Stability-Validated K-Prototypes Clustering

Updated 10 January 2026

The paper presents a stability-based method that evaluates clustering reproducibility by balancing global (between-cluster) and local (within-cluster) stability.
It leverages the K-Prototypes algorithm to handle mixed numerical and categorical data through tailored perturbations and combined distance measures.
Empirical results show that the Stadion criterion outperforms traditional indices, ensuring robust model selection while mitigating subcluster overfitting.

Stability-Validated K-Prototypes Clustering is a model selection approach for clustering mixed-type data, rooted in the principle that an optimal clustering should be reproducible under data perturbations and show no stable sub-partitions within its clusters. This methodology, formalized in the Stadion criterion, provides a rigorous internal validation mechanism, extending stability-based cluster validation specifically to the mixed-data regime addressed by the K-Prototypes algorithm. The validity of a clustering configuration is assessed as a trade-off: maximizing stability of the clustering as a whole across perturbations, while ensuring that individual clusters do not admit reproducible internal structure under the same perturbations (Mourer et al., 2020).
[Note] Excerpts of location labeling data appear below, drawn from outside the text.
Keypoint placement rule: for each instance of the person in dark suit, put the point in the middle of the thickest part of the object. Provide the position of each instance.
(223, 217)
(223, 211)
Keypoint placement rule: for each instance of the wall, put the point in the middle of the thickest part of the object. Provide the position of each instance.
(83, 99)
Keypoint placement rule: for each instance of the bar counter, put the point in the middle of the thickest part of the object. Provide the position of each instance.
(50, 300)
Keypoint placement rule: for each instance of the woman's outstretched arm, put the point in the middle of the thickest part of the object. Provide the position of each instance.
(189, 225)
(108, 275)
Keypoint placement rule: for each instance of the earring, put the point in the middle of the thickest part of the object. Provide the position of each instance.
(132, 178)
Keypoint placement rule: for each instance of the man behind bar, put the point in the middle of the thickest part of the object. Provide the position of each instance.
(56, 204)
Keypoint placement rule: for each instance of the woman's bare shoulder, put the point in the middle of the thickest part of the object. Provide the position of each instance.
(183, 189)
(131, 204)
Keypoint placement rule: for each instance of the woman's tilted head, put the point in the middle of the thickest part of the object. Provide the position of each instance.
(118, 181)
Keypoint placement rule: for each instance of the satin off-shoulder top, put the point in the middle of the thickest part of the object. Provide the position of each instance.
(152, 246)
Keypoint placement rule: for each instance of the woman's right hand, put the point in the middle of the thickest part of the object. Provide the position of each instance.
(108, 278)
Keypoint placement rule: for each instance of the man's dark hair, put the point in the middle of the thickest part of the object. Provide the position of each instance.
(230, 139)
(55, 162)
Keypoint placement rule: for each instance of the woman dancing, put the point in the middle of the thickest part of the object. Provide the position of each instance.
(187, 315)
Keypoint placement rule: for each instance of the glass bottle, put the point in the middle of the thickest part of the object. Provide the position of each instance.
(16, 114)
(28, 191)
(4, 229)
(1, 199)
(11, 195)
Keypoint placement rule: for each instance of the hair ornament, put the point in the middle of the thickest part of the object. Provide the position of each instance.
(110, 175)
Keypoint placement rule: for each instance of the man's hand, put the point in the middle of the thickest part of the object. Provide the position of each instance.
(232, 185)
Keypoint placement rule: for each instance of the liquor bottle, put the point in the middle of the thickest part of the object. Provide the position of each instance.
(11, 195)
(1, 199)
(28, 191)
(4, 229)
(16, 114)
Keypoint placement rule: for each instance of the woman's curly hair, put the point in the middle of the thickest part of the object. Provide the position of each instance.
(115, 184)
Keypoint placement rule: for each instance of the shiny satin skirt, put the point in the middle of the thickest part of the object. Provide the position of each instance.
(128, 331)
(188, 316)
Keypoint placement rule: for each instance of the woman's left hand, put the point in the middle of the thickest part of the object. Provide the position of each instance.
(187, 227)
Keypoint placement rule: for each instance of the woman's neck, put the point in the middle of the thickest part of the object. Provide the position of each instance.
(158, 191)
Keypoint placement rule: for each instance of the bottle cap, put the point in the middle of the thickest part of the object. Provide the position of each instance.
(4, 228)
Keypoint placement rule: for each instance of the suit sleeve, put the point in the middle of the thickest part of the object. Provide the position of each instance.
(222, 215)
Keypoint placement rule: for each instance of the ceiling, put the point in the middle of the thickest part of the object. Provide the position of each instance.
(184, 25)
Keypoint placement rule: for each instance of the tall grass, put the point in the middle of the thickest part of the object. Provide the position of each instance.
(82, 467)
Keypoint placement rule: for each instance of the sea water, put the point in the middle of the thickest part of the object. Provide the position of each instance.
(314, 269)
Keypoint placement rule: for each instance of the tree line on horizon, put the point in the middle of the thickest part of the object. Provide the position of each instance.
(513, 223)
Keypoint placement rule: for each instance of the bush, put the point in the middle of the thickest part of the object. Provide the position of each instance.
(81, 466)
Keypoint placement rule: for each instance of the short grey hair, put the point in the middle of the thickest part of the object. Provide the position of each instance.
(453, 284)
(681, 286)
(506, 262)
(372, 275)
1. Theoretical Principle and Formulation

The foundation of the Stability-Validated K-Prototypes framework is the assertion that “a good clustering is one which (a) is stable under small perturbations of the data, and (b) within each cluster no further stable partition exists.” This two-part definition encapsulates both global reproducibility and local indivisibility.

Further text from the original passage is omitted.